New Amazon EC2 spot pricing model: simplified purchasing without bidding and fewer interruptions
The confluence of cloud, data and AI is driving unprecedented change. The ability to utilize data and turn it into breakthrough insights is foundational to innovation today
Announcing general availability of Azure database services for MySQL and PostgreSQL
Hash Join overflow to disk summary
Dbvisit standby upgrade
ADF on Docker – Java memory limit tuning for JVM
Oracle ORA-02287: sequence number not allowed here
Oracle Integration Cloud: customer managed & patching
Safely purging binary logs from master
ANALYZE TABLE is no longer a blocking operation
MariaDB Server 10.2.14 and 10.1.32 now available
Comparing database proxy failover times – ProxySQL, MaxScale and HAProxy
No one has ever imagined dbForge would do it to Google Sheets!
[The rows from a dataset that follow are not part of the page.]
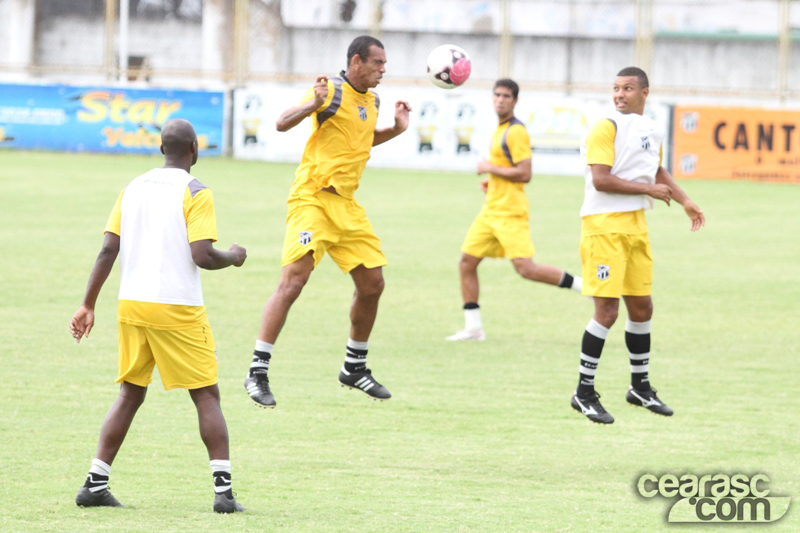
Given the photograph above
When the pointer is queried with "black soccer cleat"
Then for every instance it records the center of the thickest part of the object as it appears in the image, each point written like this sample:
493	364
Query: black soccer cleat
257	386
103	498
365	382
223	504
649	400
590	407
Thanks to Jeremy Schneider.
As usual, I’ll start off with what seemed (to me) like the biggest headlines. Let’s warm up with a quick article from our friend Matt Asay at Adobe, who’s had more than one attention-grabbing PostgreSQL article. He stole the bacon again on March 20 with an article that got lots of retweets… titled “How PostgreSQL just might replace your Oracle database” which largely explored SalesForce’s internal investment in PostgreSQL. There’s been a larger theme this month that PostgreSQL is “having a moment”… (is it a moment or a movement?)
By the way, did you see Matt‘s article last month with the data-driven ranked list of corporate contributors to Open Source software? It was published on Feb 7 and I had missed it until today – nice!
Anyway, back to headlines. This next article is interesting for a different reason than most people realized. Evidently, the PostgreSQL database superuser has more access the underlying operating system than many people assumed. But YOU knew that already, right? :) Most of the articles I saw were calling this Scarlett Johansson thing a “hack” of PostgreSQL. But let’s be honest… scanning the internet for open ports with obvious guessable admin passwords isn’t really hacking… right?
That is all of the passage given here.